# Handlebar upgrade



## dgeesaman (Jun 9, 2010)

I've been riding the stock "Bontrager" handlebars on my Trek 2.1 and noticing some things I feel could be better. I also notice lots of very affordable handlebars for sale in various sizes and designs.

Please tell me your opinions on these items:
1) "Anatomical" drops. Mine have a rounded shape that squeezes the width of hands when I ride in the drops. Do these work well?
2) Cable grooves. My bars don't have a cable groove and I didn't notice it until I looked for it. I guess this doesn't matter then.
3) Width. I think my bars are 44cm. I can't see 1cm/side making much difference - if I see a nice deal on a 42cm or 46cm, would it be better to wait for 44cm.
4) 31.8mm vs. 26mm. I know my original stem is 31.8, but curiosity compels me to wonder which size is preferred for which types of riding? 

Thanks as always.


----------



## PJ352 (Dec 5, 2007)

dgeesaman said:


> I've been riding the stock "Bontrager" handlebars on my Trek 2.1 and noticing some things I feel could be better. I also notice lots of very affordable handlebars for sale in various sizes and designs.
> 
> Please tell me your opinions on these items:
> 1) "Anatomical" drops. Mine have a rounded shape that squeezes the width of hands when I ride in the drops. Do these work well?
> ...


My opinions/ experiences:
1) I don't like the Bonty 'VR' bars for the reason you mentioned. I use the Specialized Pro 2 Road ergo bars:
http://www.specialized.com/us/en/bc/SBCEqProduct.jsp?spid=56852
...but there are other choices like the Ritchey Logic ll Pro road bar and Easton's EA-50 Ergo bar.
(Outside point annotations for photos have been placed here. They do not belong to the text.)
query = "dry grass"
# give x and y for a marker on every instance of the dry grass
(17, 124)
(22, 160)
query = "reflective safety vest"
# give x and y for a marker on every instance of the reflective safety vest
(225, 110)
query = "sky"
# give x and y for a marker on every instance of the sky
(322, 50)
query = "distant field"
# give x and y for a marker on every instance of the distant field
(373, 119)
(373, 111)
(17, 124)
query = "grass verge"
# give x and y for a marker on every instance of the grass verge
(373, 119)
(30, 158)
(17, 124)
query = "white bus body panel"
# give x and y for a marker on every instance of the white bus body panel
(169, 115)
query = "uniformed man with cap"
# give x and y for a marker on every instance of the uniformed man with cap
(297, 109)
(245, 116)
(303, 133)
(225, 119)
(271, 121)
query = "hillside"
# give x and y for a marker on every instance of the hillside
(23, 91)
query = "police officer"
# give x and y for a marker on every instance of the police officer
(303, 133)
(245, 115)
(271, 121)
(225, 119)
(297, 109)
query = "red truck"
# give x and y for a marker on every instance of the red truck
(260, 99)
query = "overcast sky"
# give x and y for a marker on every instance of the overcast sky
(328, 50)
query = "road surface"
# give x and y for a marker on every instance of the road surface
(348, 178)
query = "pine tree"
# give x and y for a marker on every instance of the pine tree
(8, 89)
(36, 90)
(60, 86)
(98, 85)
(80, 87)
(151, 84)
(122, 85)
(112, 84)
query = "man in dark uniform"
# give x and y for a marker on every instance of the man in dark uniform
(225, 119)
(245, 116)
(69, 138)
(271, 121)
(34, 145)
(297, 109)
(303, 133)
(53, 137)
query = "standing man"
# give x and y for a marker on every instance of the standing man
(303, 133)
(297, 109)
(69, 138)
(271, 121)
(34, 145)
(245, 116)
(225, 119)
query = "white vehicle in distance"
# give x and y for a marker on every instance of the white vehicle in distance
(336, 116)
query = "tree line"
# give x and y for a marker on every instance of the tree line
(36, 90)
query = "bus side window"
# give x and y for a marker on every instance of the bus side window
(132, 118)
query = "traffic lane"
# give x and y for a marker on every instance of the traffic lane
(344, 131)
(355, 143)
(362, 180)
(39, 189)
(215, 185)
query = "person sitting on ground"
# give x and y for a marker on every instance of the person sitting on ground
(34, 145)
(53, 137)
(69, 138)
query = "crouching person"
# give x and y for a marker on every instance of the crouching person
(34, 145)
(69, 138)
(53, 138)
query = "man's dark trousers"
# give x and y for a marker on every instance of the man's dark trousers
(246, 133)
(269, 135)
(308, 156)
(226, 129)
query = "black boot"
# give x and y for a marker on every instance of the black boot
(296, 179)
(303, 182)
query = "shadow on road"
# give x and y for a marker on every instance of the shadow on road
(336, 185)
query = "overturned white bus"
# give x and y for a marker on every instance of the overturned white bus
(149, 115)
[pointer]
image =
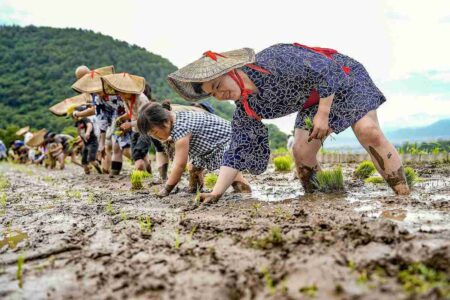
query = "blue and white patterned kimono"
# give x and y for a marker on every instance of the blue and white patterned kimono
(294, 72)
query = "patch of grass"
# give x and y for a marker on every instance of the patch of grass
(192, 232)
(365, 169)
(109, 209)
(411, 176)
(145, 224)
(268, 280)
(3, 200)
(256, 207)
(274, 238)
(123, 215)
(330, 181)
(136, 177)
(309, 290)
(374, 180)
(283, 163)
(90, 198)
(4, 182)
(73, 194)
(419, 279)
(19, 271)
(210, 180)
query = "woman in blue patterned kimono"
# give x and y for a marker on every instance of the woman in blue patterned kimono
(334, 90)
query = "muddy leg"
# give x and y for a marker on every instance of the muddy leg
(241, 185)
(305, 155)
(383, 154)
(195, 179)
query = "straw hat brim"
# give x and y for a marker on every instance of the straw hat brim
(60, 109)
(206, 69)
(23, 130)
(177, 107)
(123, 82)
(91, 82)
(37, 139)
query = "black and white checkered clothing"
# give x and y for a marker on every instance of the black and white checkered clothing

2) FWIW, the Spec bars have front and rear grooves. Offhand, can't recall if the Ritchey's or Easton's do. 

3) If the width of your OEM bars suite you, measure them (c to c) and stick with them. If you _had_ to change, go up to 46. 

4) 31.8 has (more or less) become the standard bar clamp diameter. If for no other reason than it offers more stem and bar choices, I'd stay with it, but I'm skeptical there's any real advantages over the ~26mm clamps. BTW, in case you weren't aware, only the bar clamp diameter is larger. The bars themselves are the same diameter.


----------



## aengbretson (Sep 17, 2009)

1) I despise anatomical drops. Absolutely hate them. IMO they force your hands into ONE position in the drops, and it's not one I like for long-distance riding OR sprinting. I prefer a medium-depth classic bend on my road bike and a "short and shallow" style bar for my 'cross rig (the 2nd picture is not my bike, just an identical setup). Bars are like saddles, personal choice is key. The Ritchey bars use a variable reach/drop that scales with the width of bars which is a nice touch.

2) I like cable grooves, but if you've never noticed their presence or absence, it doesn't really matter. FWIW my brake housing (Yokozuna reaction) is MASSIVE and doesn't bother me.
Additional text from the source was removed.